About Town: The New Yorker and the World It Made by Ben Yagoda
The first history of the magazine to be written after its archive was made available to researchers, About Town in an essential read for understanding twentieth-century literary history. The New Yorker has been a different beast in each decade since its birth in 1925 as a scrappy comic weekly. Its ascension as a tastemaker and canon-maker was in no way foretold. Yagoda tells the story of its evolution largely through the personalities of the editors and writers who pushed on the magazine to make it bigger than Harold Ross’s original vision.

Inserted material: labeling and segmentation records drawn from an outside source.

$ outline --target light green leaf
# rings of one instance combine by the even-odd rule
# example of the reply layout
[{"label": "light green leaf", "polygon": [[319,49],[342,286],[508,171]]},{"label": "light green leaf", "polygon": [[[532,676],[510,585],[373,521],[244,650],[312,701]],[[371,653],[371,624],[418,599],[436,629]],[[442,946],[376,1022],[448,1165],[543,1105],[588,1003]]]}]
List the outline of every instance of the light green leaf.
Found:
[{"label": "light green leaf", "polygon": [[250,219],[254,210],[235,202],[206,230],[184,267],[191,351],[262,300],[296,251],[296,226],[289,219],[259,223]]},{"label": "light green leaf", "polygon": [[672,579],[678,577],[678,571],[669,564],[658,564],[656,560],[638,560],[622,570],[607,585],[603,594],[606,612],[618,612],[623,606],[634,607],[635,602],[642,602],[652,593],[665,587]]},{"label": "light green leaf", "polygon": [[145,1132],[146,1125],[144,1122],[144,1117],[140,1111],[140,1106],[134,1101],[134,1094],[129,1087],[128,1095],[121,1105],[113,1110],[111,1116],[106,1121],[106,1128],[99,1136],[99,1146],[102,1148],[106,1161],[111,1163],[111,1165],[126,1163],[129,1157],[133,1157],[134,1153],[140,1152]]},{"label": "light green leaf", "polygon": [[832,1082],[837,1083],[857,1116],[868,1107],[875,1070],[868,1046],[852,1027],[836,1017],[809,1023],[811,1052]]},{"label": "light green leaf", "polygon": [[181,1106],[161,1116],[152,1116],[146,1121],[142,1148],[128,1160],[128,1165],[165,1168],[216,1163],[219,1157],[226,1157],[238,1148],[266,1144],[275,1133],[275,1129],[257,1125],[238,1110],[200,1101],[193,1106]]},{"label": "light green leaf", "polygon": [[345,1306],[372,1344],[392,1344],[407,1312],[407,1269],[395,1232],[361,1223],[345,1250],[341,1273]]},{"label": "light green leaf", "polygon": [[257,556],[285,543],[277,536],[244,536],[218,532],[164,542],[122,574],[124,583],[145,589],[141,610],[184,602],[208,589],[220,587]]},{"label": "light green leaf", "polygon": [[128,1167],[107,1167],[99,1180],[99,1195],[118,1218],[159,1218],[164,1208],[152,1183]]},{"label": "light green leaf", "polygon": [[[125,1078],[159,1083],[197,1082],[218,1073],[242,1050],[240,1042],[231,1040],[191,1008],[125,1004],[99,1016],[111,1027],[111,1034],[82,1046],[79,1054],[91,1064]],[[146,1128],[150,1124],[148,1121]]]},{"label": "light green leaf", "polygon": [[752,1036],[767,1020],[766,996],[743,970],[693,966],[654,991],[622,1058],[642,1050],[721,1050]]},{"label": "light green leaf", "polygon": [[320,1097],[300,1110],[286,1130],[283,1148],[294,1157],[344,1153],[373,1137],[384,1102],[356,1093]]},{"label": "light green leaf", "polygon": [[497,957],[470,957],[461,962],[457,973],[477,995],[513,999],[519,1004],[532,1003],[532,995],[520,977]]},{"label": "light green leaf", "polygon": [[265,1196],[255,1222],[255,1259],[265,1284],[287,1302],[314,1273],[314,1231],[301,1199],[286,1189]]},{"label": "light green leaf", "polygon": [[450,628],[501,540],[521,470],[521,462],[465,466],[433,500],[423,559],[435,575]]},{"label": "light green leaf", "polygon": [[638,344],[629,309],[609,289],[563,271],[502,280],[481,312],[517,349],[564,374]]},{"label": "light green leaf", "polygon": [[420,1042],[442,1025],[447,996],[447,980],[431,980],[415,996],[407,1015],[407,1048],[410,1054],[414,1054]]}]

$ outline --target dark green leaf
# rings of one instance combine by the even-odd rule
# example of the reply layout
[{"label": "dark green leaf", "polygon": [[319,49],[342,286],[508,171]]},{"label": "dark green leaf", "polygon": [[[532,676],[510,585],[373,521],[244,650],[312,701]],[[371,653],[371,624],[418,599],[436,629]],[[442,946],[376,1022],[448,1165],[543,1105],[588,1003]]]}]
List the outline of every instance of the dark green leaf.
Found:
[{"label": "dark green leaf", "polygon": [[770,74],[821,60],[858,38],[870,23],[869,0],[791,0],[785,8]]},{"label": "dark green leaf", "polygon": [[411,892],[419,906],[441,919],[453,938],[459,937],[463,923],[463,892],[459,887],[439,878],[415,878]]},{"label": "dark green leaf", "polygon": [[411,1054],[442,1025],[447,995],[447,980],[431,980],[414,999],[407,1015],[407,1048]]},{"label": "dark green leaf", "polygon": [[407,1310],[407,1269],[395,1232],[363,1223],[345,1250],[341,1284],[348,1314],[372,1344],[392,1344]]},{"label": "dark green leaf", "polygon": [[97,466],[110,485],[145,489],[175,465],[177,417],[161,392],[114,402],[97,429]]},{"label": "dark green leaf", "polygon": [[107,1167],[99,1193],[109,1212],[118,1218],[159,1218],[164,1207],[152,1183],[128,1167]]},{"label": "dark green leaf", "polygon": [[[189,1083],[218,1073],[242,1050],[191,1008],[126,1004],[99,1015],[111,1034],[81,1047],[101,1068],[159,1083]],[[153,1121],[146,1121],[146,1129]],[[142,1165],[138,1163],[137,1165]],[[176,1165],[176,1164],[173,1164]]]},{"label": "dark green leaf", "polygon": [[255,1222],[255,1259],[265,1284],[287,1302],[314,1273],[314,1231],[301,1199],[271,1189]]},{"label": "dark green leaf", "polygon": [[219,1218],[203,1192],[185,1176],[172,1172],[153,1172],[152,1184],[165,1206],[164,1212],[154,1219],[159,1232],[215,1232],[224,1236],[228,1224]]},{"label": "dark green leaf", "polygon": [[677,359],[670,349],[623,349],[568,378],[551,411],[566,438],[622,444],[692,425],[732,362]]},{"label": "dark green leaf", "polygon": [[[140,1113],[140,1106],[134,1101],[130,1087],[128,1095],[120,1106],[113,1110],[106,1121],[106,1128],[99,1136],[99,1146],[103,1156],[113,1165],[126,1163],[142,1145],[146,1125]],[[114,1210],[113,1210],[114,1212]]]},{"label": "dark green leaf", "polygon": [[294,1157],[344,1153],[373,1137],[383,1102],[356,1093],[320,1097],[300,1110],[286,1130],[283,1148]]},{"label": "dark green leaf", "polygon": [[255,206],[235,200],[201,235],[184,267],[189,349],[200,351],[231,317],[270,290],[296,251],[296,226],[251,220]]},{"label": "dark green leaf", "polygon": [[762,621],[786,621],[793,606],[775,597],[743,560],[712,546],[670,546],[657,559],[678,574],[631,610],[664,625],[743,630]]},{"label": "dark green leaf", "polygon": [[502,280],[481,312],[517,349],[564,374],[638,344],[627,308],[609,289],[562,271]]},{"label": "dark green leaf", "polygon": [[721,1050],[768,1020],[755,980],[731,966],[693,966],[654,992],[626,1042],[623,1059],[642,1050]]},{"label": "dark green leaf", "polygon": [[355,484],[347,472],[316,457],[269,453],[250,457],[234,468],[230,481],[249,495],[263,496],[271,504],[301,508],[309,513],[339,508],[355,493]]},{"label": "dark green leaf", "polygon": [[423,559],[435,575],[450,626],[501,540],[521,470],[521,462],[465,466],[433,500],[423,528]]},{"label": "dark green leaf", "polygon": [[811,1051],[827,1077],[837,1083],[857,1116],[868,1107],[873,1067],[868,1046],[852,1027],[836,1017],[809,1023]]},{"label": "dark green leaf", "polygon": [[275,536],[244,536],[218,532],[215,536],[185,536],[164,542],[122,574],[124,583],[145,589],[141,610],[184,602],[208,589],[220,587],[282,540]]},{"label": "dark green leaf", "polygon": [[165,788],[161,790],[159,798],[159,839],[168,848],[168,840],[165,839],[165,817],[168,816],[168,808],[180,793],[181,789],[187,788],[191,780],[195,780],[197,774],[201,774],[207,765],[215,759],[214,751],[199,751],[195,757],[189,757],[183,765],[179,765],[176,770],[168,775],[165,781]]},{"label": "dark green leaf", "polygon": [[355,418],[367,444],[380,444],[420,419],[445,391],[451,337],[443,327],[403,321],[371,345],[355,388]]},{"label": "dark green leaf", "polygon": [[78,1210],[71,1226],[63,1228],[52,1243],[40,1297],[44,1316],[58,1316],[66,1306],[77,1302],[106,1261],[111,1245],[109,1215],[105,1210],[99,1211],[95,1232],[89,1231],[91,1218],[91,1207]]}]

So much of The New Yorker was idiosyncratic and so much of its success was counterintuitive. These pages will tell you why the magazine had no table of contents for decades, no masthead, no photography, and why it ran bylines at the end of essays and stories. As E.B. White wrote, “Commas in the New Yorker fall with the precision of knives in a circus act, outlining the victim,” and here you will discover the theory and practice of its bizarre grammar rules and strict editorial precepts. Yagoda beautifully depicts so many relationships between editors and writers, each one a novel in itself, and he charts the larger events that swung the magazine’s fortunes back and forth, from the drain on talent caused by the siren call of Hollywood, to the success of the “pony edition” of the magazine that was given free to soldiers in WWII, to the criticisms lobbed at the magazine by its writers (forever upset at what they perceived as a New Yorker formula) and by outsiders (Tom Wolfe’s infamous “Tiny Mummies” essay). The first issues of The New Yorker are remarkably similar to the magazine we know and love today, yet so much has happened inside and outside its pages, and this book tells it all.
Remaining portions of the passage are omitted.